Savvy Web sites
are watching every move of their customers, tracking their page viewing
preferences and buying habits. This tracking is fed into sophisticated
correlation engines that can accurately predict those products and services
that the customer is likely to buy. Using this information, the Web page
content is customized. We are seeing the dawn of applied artificial
intelligence in eCommerce, and the major database vendors are creating
products to help.
The ability to
track the behavior of customers on an eCommerce site is critical, and Oracle
offers several tools and techniques to assist in this process. If Web sites
can create dynamic Web page content featuring those items that their customer
likes to buy, they can greatly improve the shopping experience for the
customer, and greatly increase sales.
When used
properly, intelligent customer correlation analysis techniques are a win-win
technology. Customers are happy because the eCommerce site highlights those
products they want to buy. The eCommerce company is also happy because of
millions in extra revenue from "impulse" sales. Marketing experts estimate
that impulse sales account for billions of dollars in yearly consumption, and
the eCommerce vendor can dramatically improve revenue by using custom HTML
technology.
When used
improperly, customer correlation analysis can lead to broken lives and
lawsuits. There is an urban legend that an Oracle data warehouse for a Hotel
chain analyzed patterns of hotel usage, and sent targeted mailing at customers
who rented rooms on weekdays. Sadly, the coupons were sent to the customer's
home address, and not their work address. Legend says that more than six wives
learned that their partners were renting rooms in local hotels during the
week, and several divorce proceedings were started because of this poor choice
of mailing address.
This article
explores this exciting new technology and reveals the secrets mechanisms used
by Oracle9iAS Personalization Engine to build intelligent Web page content.

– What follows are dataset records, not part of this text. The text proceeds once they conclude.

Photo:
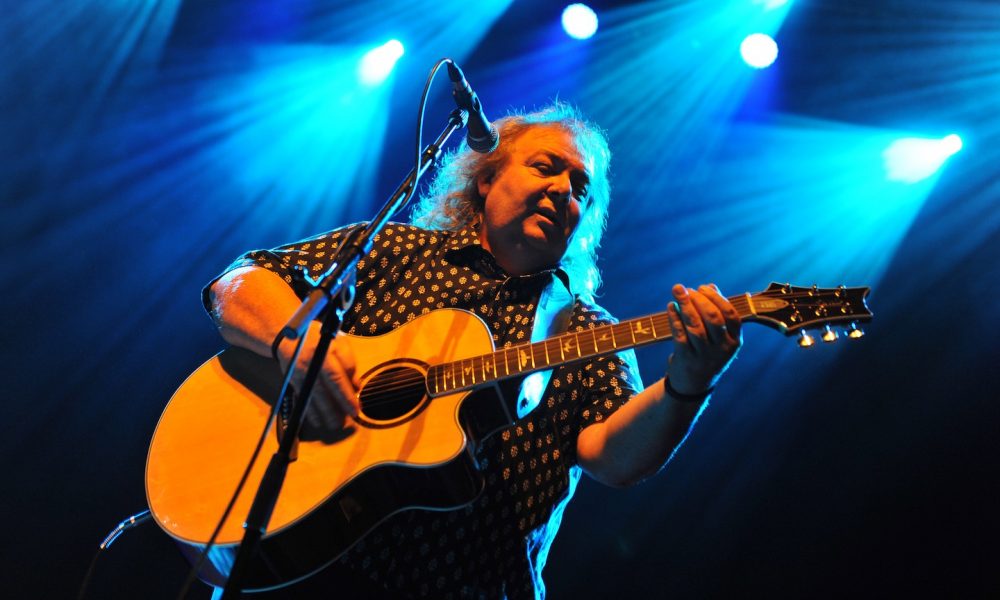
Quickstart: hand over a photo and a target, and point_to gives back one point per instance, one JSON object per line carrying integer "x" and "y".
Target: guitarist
{"x": 492, "y": 233}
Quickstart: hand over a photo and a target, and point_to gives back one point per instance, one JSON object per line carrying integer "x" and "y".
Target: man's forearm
{"x": 250, "y": 305}
{"x": 638, "y": 439}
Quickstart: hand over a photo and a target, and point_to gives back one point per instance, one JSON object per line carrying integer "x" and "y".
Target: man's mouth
{"x": 549, "y": 214}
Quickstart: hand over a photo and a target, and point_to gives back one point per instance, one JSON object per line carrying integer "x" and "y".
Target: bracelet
{"x": 686, "y": 397}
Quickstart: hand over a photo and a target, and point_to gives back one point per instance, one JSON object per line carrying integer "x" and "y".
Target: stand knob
{"x": 805, "y": 340}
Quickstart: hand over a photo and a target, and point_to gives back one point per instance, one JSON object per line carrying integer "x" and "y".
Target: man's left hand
{"x": 707, "y": 335}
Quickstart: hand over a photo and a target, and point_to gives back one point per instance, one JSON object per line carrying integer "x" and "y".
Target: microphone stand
{"x": 338, "y": 281}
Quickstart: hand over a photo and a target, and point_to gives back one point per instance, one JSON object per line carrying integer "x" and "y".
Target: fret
{"x": 522, "y": 358}
{"x": 602, "y": 342}
{"x": 470, "y": 370}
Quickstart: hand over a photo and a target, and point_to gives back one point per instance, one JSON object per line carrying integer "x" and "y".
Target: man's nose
{"x": 560, "y": 188}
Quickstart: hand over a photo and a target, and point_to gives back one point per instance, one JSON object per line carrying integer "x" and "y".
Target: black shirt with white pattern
{"x": 497, "y": 546}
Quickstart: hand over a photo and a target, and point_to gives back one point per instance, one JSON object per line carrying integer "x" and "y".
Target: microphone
{"x": 482, "y": 136}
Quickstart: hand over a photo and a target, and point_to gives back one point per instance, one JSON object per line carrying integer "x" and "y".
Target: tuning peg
{"x": 805, "y": 340}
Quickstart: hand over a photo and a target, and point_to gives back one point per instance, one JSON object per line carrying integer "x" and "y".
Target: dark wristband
{"x": 690, "y": 398}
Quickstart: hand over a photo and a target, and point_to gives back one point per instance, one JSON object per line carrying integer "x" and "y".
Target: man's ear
{"x": 484, "y": 183}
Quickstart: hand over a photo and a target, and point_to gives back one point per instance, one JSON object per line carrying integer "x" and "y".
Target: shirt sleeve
{"x": 312, "y": 256}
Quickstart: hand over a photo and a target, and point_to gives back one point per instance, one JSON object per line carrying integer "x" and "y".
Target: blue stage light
{"x": 759, "y": 50}
{"x": 579, "y": 21}
{"x": 910, "y": 160}
{"x": 378, "y": 62}
{"x": 771, "y": 4}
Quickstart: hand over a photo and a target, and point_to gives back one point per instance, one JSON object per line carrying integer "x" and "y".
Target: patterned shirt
{"x": 497, "y": 546}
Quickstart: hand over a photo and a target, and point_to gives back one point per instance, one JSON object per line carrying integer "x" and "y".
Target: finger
{"x": 693, "y": 325}
{"x": 732, "y": 317}
{"x": 711, "y": 317}
{"x": 676, "y": 325}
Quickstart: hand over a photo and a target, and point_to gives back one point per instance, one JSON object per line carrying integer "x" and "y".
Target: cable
{"x": 137, "y": 519}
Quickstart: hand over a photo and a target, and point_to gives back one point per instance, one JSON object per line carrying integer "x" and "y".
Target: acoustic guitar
{"x": 427, "y": 397}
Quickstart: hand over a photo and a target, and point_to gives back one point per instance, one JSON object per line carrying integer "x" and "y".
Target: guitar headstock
{"x": 791, "y": 309}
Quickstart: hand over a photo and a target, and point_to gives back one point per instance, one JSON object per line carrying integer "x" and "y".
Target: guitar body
{"x": 405, "y": 450}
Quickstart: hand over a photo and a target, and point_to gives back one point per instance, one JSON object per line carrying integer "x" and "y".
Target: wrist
{"x": 686, "y": 398}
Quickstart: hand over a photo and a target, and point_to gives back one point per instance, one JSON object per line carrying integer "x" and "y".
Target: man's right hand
{"x": 335, "y": 395}
{"x": 250, "y": 305}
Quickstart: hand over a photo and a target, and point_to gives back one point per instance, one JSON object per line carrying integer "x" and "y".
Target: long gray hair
{"x": 452, "y": 200}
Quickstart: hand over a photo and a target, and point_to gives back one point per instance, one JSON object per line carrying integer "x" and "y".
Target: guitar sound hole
{"x": 392, "y": 393}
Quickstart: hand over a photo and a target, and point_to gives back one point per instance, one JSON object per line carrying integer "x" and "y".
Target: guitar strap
{"x": 552, "y": 315}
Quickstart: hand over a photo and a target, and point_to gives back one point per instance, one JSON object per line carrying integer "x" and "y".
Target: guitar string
{"x": 491, "y": 358}
{"x": 413, "y": 378}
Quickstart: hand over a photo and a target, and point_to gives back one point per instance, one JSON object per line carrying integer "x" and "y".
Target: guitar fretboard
{"x": 523, "y": 359}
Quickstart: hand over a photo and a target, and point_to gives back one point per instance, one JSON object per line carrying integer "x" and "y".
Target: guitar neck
{"x": 524, "y": 359}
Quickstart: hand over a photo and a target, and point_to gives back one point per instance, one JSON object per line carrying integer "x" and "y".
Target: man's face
{"x": 533, "y": 203}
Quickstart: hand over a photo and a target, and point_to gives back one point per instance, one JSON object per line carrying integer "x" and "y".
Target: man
{"x": 495, "y": 232}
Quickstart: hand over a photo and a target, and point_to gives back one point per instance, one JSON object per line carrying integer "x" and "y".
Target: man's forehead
{"x": 556, "y": 141}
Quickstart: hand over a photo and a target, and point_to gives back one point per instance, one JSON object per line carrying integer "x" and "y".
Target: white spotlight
{"x": 378, "y": 62}
{"x": 579, "y": 21}
{"x": 910, "y": 160}
{"x": 759, "y": 50}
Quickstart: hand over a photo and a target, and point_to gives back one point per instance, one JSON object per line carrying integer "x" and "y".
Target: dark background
{"x": 858, "y": 469}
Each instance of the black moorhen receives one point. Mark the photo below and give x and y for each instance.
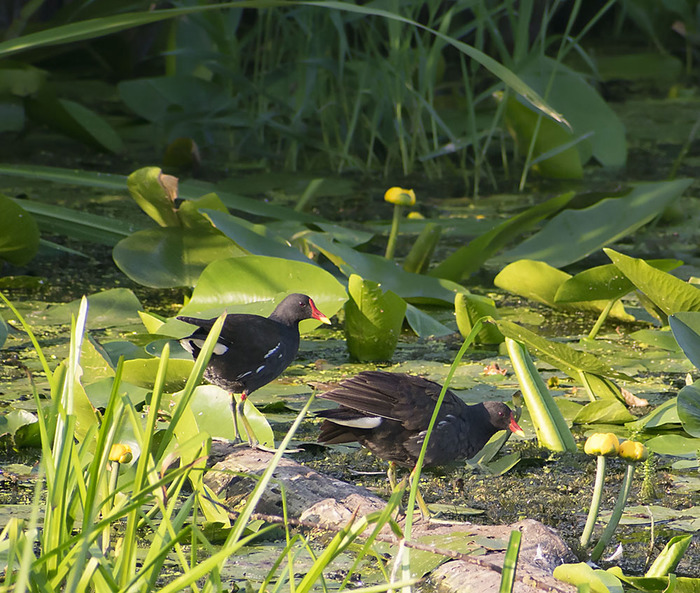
(389, 414)
(252, 350)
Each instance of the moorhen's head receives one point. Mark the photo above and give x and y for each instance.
(501, 417)
(295, 308)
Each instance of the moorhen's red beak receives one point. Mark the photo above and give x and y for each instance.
(316, 314)
(513, 427)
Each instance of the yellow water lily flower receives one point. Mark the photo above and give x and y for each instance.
(400, 196)
(602, 443)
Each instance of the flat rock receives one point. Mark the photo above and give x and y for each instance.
(314, 498)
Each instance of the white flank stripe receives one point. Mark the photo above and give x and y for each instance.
(272, 351)
(366, 423)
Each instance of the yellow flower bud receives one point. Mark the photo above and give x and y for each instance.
(120, 453)
(633, 451)
(400, 196)
(601, 443)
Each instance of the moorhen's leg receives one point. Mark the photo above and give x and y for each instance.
(234, 411)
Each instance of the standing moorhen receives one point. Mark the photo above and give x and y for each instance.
(252, 350)
(389, 414)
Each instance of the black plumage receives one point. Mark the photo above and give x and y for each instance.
(252, 350)
(389, 414)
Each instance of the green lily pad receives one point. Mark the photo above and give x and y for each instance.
(373, 320)
(116, 307)
(686, 329)
(171, 256)
(254, 283)
(597, 226)
(669, 293)
(689, 408)
(19, 233)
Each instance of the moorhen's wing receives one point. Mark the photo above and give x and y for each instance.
(252, 350)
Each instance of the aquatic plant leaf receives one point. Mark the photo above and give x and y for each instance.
(19, 233)
(470, 257)
(393, 277)
(116, 307)
(241, 232)
(425, 325)
(608, 411)
(541, 282)
(564, 357)
(256, 283)
(373, 320)
(552, 139)
(689, 408)
(604, 282)
(155, 193)
(673, 444)
(600, 581)
(469, 308)
(599, 225)
(669, 293)
(686, 329)
(664, 414)
(167, 257)
(552, 430)
(142, 372)
(669, 558)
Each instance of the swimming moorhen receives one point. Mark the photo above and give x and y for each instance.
(389, 414)
(252, 350)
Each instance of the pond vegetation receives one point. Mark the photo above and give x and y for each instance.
(496, 196)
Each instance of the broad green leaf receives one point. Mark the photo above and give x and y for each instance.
(469, 308)
(116, 307)
(254, 283)
(600, 581)
(551, 428)
(669, 293)
(658, 338)
(142, 372)
(597, 226)
(538, 281)
(552, 138)
(155, 193)
(608, 411)
(686, 329)
(604, 282)
(664, 414)
(167, 257)
(373, 320)
(672, 444)
(392, 277)
(667, 561)
(469, 258)
(424, 325)
(82, 226)
(19, 233)
(689, 408)
(241, 232)
(565, 358)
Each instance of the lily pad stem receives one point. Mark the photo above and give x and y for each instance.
(595, 501)
(616, 514)
(394, 233)
(601, 319)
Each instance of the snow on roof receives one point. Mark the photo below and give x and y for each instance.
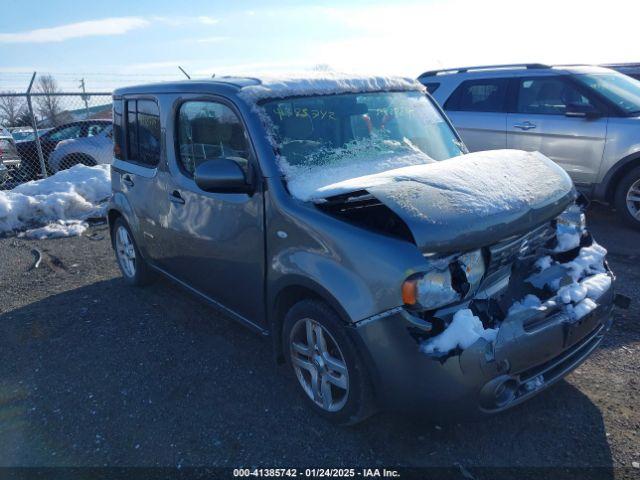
(323, 83)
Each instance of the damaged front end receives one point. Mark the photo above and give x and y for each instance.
(505, 321)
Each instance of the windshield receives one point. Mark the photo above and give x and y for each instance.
(331, 138)
(620, 89)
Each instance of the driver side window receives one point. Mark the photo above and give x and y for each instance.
(209, 131)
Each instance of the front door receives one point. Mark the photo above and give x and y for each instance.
(214, 242)
(540, 124)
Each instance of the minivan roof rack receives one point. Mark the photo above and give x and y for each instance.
(484, 67)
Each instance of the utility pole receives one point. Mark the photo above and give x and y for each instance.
(84, 96)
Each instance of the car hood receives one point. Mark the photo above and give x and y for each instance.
(467, 201)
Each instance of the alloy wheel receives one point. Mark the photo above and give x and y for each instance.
(319, 365)
(126, 252)
(633, 200)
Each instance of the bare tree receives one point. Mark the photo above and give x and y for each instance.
(48, 104)
(11, 109)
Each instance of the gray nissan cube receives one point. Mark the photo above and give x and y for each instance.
(344, 218)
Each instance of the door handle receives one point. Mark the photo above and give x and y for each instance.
(126, 179)
(525, 125)
(175, 197)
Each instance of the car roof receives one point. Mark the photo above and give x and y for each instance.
(530, 68)
(235, 83)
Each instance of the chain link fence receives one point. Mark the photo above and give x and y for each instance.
(45, 130)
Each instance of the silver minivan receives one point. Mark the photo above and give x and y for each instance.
(586, 119)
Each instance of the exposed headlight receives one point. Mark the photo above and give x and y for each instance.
(445, 284)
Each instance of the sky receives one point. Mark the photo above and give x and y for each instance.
(114, 43)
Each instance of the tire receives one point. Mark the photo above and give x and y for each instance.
(629, 189)
(134, 268)
(345, 406)
(74, 159)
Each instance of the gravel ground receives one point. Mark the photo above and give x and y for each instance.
(94, 373)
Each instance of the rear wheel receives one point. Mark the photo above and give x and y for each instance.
(76, 159)
(325, 363)
(133, 267)
(627, 200)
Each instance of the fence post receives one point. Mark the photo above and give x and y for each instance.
(43, 166)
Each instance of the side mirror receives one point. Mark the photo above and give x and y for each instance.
(581, 110)
(221, 176)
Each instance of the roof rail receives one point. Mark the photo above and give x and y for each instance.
(484, 67)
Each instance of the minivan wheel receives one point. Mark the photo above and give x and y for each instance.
(325, 363)
(133, 267)
(627, 200)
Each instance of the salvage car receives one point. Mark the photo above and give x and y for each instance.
(343, 218)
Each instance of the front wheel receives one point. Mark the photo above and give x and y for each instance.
(627, 200)
(325, 363)
(133, 267)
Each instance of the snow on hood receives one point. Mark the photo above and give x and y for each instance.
(323, 83)
(63, 199)
(489, 181)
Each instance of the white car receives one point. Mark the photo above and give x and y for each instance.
(93, 149)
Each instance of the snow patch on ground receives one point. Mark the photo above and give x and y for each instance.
(59, 203)
(323, 83)
(463, 331)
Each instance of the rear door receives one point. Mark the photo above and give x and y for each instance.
(214, 242)
(539, 123)
(477, 108)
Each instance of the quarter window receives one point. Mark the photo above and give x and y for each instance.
(548, 96)
(486, 95)
(143, 132)
(210, 131)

While the technology behind the scene is very sophisticated, the mechanisms
are well-known and have been employed in marketing systems for years.
Big Brother
is Watching You
While most Web
users profess a desire to remain anonymous, the eCommerce software must track
visitor's behavior and use their prior behavior to customize their Web page
content. Using a combination of cookies and referrer statistics, many
eCommerce sites can watch your every move and store your page viewing habits
inside an Oracle database.
Before we move
into the Oracle specifics, let's take a closer look at how page view tracking
works. Every time you make an HTTP request from your browser, you are sending
three bits of information:
1. Your IP
address — This is needed for the Webserver to relay the page back to your
browser. For most Web users, their IP address changes every time they connect
to their Internet Service Provider (ISP)
2. The URL you
want — This is the page that you seek to display.
3. The URL of
the last page you visited — This is a "referrer" that says the URL of the page
immediately preceding this request. If this URL contains "content strings,"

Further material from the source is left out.